Losing gravity I've always failed to see the good inside of me

So won't you just ask me?

It’s one of the few moments of true vulnerability in the band’s music, a crack in the façade of their otherwise uber-confident delivery. They follow it up with the bridge, declaring,

Night after night we rest our heads

I only wanted to see, I only wanted to breathe you in

Somewhere in between the beginning and the bitter end

The artifice and attempt at poetry has returned, but the emotion is genuine, and what could be misconstrued as self-pity is more recognizably an attempt to connect with the song’s subject, and the audience. Beneath all the screaming, the shredding, the fire, and the flourishes, they want to be heard and believed. The breakdown is pretty reserved as far as these go, a moshable beat and a wavy synth line. Its simplicity invites a sort of eye-of-the-storm clarity to things, a moment to reflect.

This was the kind of music I often used to drown out my thoughts. Any song you love though, after a thousand spins, can take on the qualities of a hot shower. The familiarity of its shape allows you to think and feel things outside of its craftily composed turmoil. The artist’s anger and fear neutralizes my own. No longer drowning, the song let me breathe easier.

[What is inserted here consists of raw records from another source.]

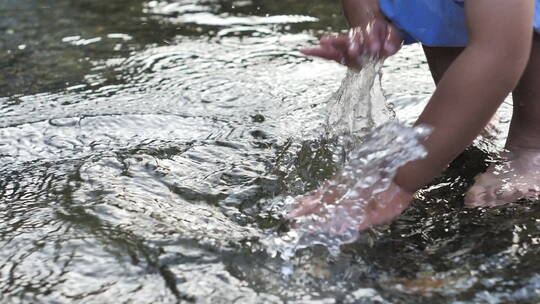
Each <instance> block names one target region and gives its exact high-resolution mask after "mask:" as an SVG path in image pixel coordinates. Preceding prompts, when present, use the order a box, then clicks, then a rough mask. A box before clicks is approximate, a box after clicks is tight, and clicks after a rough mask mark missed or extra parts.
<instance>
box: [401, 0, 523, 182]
mask: <svg viewBox="0 0 540 304" xmlns="http://www.w3.org/2000/svg"><path fill="white" fill-rule="evenodd" d="M489 1H495V2H499V0H476V1H472V2H471V1H469V3H474V4H468V5H469V6H473V7H472V8H471V10H472V11H473V12H476V11H481V10H482V9H483V10H484V11H483V12H487V11H489V8H488V7H487V5H491V4H489ZM500 1H506V0H500ZM516 2H520V3H518V4H517V6H519V5H520V4H521V5H523V3H525V2H526V0H520V1H516ZM477 3H482V4H477ZM501 3H502V2H501ZM527 3H528V2H527ZM528 4H531V3H528ZM512 5H514V6H516V3H512V4H510V3H508V4H507V6H512ZM477 7H482V9H477ZM502 7H505V5H504V4H503V5H501V12H500V13H501V14H503V13H505V12H504V9H502ZM527 9H530V11H531V12H532V11H534V9H533V7H530V6H528V7H527V8H523V9H522V10H523V12H524V13H523V14H524V15H522V16H521V18H522V19H523V20H525V21H519V20H518V21H516V20H509V18H508V16H506V20H507V21H509V22H510V23H505V24H499V25H496V24H493V21H491V20H492V19H493V18H492V19H486V18H485V16H478V18H480V19H481V18H482V17H484V19H483V20H480V19H479V21H475V22H479V23H481V24H480V25H473V26H472V27H471V31H472V33H471V43H470V45H469V46H468V47H467V48H466V49H465V50H464V51H463V53H462V54H461V55H460V56H459V57H458V58H457V59H456V60H455V62H454V63H453V64H452V65H451V66H450V67H449V68H448V70H447V71H446V73H445V75H444V76H443V78H442V79H441V81H440V82H439V84H438V87H437V90H436V91H435V93H434V94H433V97H432V98H431V100H430V101H429V103H428V105H427V106H426V108H425V109H424V111H423V112H422V114H421V115H420V117H419V119H418V121H417V124H428V125H431V126H433V127H434V131H433V134H432V135H431V136H430V137H429V138H428V139H427V140H426V142H425V145H426V148H427V150H428V156H427V157H426V158H425V159H423V160H420V161H416V162H413V163H410V164H408V165H407V166H404V167H403V168H401V169H400V170H399V171H398V174H397V176H396V178H395V182H396V184H398V185H399V186H401V187H402V188H404V189H405V190H408V191H412V192H414V191H416V190H418V189H419V188H421V187H422V186H424V185H426V184H427V183H429V182H430V181H431V180H432V179H433V178H434V177H435V176H436V175H438V174H439V173H440V172H441V171H442V170H443V169H444V168H445V167H446V166H447V165H448V163H449V162H450V161H452V160H453V159H454V158H455V157H456V156H457V155H458V154H459V153H460V152H462V151H463V150H464V149H465V147H467V146H468V145H470V144H471V143H472V141H473V140H474V139H475V138H476V136H477V135H478V134H479V133H480V132H481V130H482V129H483V128H484V126H485V125H486V124H487V123H488V122H489V119H490V118H491V117H492V116H493V114H494V113H495V111H496V110H497V108H498V107H499V105H500V104H501V103H502V101H503V100H504V98H505V97H506V96H507V95H508V93H510V92H511V91H512V89H513V88H514V87H515V85H516V84H517V82H518V80H519V78H520V76H521V74H522V73H523V71H524V69H525V66H526V64H527V60H528V57H529V53H530V48H531V40H532V16H529V13H527V12H526V10H527ZM508 10H510V12H511V11H512V10H514V11H515V9H514V8H508ZM502 16H504V15H502ZM469 17H471V16H469ZM514 17H516V16H514ZM528 17H531V18H530V19H531V21H527V18H528ZM510 19H511V18H510ZM486 20H489V21H486ZM494 20H495V22H499V20H500V19H498V18H495V19H494ZM482 22H483V23H482ZM512 22H513V23H514V24H512ZM516 24H517V25H516ZM508 26H510V27H512V26H513V27H515V28H514V29H513V30H509V29H504V27H508ZM478 27H479V28H480V29H477V28H478ZM475 31H476V32H475ZM482 31H487V32H488V33H490V34H488V35H487V36H488V37H486V35H485V34H484V32H482ZM477 32H480V33H477Z"/></svg>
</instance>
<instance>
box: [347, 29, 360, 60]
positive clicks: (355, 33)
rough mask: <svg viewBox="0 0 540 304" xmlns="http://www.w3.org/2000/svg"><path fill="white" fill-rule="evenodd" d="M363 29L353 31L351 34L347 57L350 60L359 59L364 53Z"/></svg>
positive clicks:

We all thought Sean was a pretty funny guy, and were shocked to silence when he produced quiet piano pieces with contemplative crooning. At the time I probably believed the need to make others laugh, to delight us with SpongeBob death metal, was fundamentally in opposition to being a serious person or artist. I’ve been wrong about most everything. Sean is a middle school choir teacher now.

I wish I still had that mp3 to play for you. I bet it would make you laugh.

Anyone else seeing/seen Paramore this tour? How are the new songs hitting? The album didn’t really do it for me, but I’m going to go see them anyway.

Also if you’ve seen Taylor Swift tell me how much you paid for tickets. I will keep it confidential! I’m just curious! We got nosebleeds for $60 and it feels like we committed a crime.